# If youre not feeling 100% well, don't go cycling!



## onlineamiga (24 Aug 2011)

So on Sunday I had a 130km (81 mile) ride planned with a friend. First ride with him actually, and was taking him up to a town called Gaucin in Andalucia where I live.

The day before I had started feeling a bit "off". You know how it is: You're alright, but feel like youre probably coming down with something. I didnt have the best of nights, and was 50/50 about postponing the trip.

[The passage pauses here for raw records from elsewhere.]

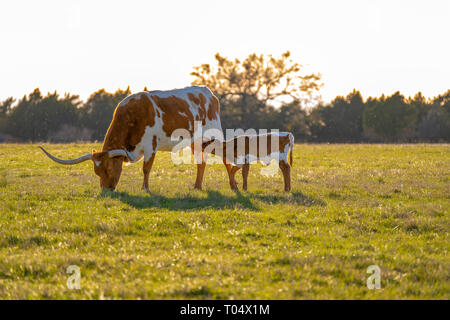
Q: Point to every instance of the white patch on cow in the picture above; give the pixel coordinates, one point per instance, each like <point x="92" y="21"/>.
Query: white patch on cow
<point x="164" y="142"/>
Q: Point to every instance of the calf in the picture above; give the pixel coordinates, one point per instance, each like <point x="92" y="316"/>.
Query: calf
<point x="243" y="150"/>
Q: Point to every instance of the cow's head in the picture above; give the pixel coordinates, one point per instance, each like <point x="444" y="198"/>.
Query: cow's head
<point x="107" y="164"/>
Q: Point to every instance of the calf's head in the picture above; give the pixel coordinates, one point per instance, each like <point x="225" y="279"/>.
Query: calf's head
<point x="107" y="164"/>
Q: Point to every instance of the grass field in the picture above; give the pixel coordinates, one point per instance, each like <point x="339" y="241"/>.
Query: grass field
<point x="351" y="206"/>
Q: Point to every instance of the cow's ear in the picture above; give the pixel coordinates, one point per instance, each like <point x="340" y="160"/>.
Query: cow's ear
<point x="206" y="143"/>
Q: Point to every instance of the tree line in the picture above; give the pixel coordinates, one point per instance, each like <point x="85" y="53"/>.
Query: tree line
<point x="248" y="91"/>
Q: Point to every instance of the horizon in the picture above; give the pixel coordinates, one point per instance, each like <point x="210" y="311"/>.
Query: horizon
<point x="78" y="47"/>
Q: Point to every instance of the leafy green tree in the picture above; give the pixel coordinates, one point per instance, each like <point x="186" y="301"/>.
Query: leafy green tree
<point x="390" y="118"/>
<point x="97" y="112"/>
<point x="339" y="121"/>
<point x="247" y="89"/>
<point x="35" y="115"/>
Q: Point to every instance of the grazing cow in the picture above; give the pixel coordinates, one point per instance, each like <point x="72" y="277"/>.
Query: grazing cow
<point x="143" y="123"/>
<point x="245" y="149"/>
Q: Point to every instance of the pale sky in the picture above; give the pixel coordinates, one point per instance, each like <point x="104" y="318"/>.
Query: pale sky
<point x="81" y="46"/>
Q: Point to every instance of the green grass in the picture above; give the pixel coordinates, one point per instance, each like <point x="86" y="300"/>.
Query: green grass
<point x="352" y="206"/>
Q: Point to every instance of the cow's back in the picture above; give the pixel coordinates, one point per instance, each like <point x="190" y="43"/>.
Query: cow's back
<point x="172" y="110"/>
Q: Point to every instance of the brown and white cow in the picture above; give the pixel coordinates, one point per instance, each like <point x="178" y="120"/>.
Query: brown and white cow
<point x="243" y="150"/>
<point x="143" y="123"/>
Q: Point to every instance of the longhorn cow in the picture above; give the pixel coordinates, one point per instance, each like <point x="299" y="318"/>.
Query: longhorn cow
<point x="143" y="123"/>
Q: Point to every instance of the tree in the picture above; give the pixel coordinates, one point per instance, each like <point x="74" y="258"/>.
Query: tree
<point x="247" y="89"/>
<point x="263" y="77"/>
<point x="35" y="116"/>
<point x="98" y="111"/>
<point x="339" y="121"/>
<point x="390" y="118"/>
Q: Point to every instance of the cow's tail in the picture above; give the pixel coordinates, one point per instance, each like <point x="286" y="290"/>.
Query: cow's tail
<point x="291" y="147"/>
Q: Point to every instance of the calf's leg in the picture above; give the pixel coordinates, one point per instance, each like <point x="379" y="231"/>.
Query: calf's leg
<point x="200" y="171"/>
<point x="233" y="184"/>
<point x="146" y="169"/>
<point x="286" y="170"/>
<point x="245" y="170"/>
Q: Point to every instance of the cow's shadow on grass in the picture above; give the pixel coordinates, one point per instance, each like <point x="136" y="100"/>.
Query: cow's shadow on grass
<point x="213" y="199"/>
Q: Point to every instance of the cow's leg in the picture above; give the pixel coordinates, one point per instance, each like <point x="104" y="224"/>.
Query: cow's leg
<point x="245" y="170"/>
<point x="200" y="171"/>
<point x="286" y="170"/>
<point x="146" y="169"/>
<point x="233" y="184"/>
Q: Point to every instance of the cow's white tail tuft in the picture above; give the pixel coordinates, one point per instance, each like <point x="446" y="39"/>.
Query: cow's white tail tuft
<point x="291" y="147"/>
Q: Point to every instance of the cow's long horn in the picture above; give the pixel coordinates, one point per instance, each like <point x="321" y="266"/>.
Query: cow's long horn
<point x="70" y="161"/>
<point x="121" y="152"/>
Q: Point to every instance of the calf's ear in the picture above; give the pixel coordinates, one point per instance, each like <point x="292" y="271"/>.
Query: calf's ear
<point x="207" y="143"/>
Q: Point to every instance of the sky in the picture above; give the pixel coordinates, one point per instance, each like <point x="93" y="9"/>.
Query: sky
<point x="81" y="46"/>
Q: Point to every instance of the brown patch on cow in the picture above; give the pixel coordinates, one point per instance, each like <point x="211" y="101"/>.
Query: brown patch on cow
<point x="200" y="102"/>
<point x="213" y="109"/>
<point x="154" y="143"/>
<point x="193" y="98"/>
<point x="125" y="132"/>
<point x="129" y="123"/>
<point x="176" y="114"/>
<point x="247" y="141"/>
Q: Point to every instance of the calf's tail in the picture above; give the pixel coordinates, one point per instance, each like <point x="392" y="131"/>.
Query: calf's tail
<point x="291" y="146"/>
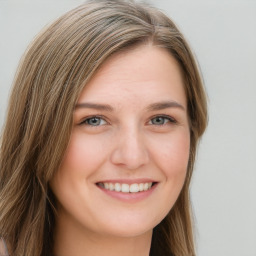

The route is pretty flat for the first 40km until you hit the mountains where a towering 650 meter climb over 10km stands in the way of getting to the pictureseque andalucian village of Gaucin at the top. The plan was then to cycling out of there down into a valley and a further 400m climb to the next town of Casares which then brings you back to the coast, and then back down the coast to where I live.

So I headed off, and everything was fine. Then I hit the big big climb. And wow i started to find it harder than I have ever done before. I've pulled a fully loaded bike up this climb without too much trouble. But this day, wow I could not get my breath at all. The sun was dazzling, i was shaking, i was struggling. 500 meters at a time and i was having to stop, have breaks, drink lots of water etc. I was like "what the hell? This hill is beating me! Its never beat me before!!" I was mad at myself. My friend had cycled off. I always said to him to do climbs at your own pace. He was on a mountain bike and had lower gears and fared better. I'm left dragging behind barely able to move. I expected him at the top sitting in a bar waiting for me for hours.

Eventually I forced myself up that hill. Somehow I made it. What seemed like hours, and after plenty of blood sweat and tears I was there! Conquered it! 

We got some food, and had some drinks. But I wasnt recovering from the ordeal. I was getting worse and worse. Ended up throwing up in the toilets twice. Then eventually we headed off. I decided to back track the way we came rather than head into the valley, as there was no way I could deal with another climb. He had decided to do the same.

As I'm cycling out of town. I threw up big time outside of a petrol station. I was not well what so ever. Dizzy, shaking and was sitting 40km from home in the baking heat. My stomach was absolutely churning and leaving me unable to function. I felt like, I was going to, and almost blacked out. 

For the first time ever. I had to phone a friend to come and pick me up in the car as there was no way I could stomach the whole ride back... I did however, manage to roll the whole 10km back down the mountain (which is always fun!). Then cycled to the next town (Jimena) threw up again and then got picked up.

I seriously can't thank my friend enough for coming and saving me!!! This is not a biking experience I'd want to repeat ever. I've felt energyless and urghhh at the side of the road before. But this was something else! 


Few things learned:


1. Dont go cycling up mountains in 35c heat when youre running a high fever!

2. Despite your body telling you no no no no no to the above, dont just think sod it and go for it anyway. (I'm too stubborn!)

3. If going for a long ride. Do have someone on standby who has a car just in case you do fall ill on the bike or have an accident. Keep their number written down on a piece of paper in case you loose your mobile or battery goes flat.


----------



## User16625 (24 Aug 2011)

Thats one lesson I will never need to learn. If I feel like crap, its bed time for the day! Unless its a hangover, they tend to get better as the day goes on.


----------



## lesley_x (26 Aug 2011)

Oh dear! Sounds horrific. Hope you feel better soon


----------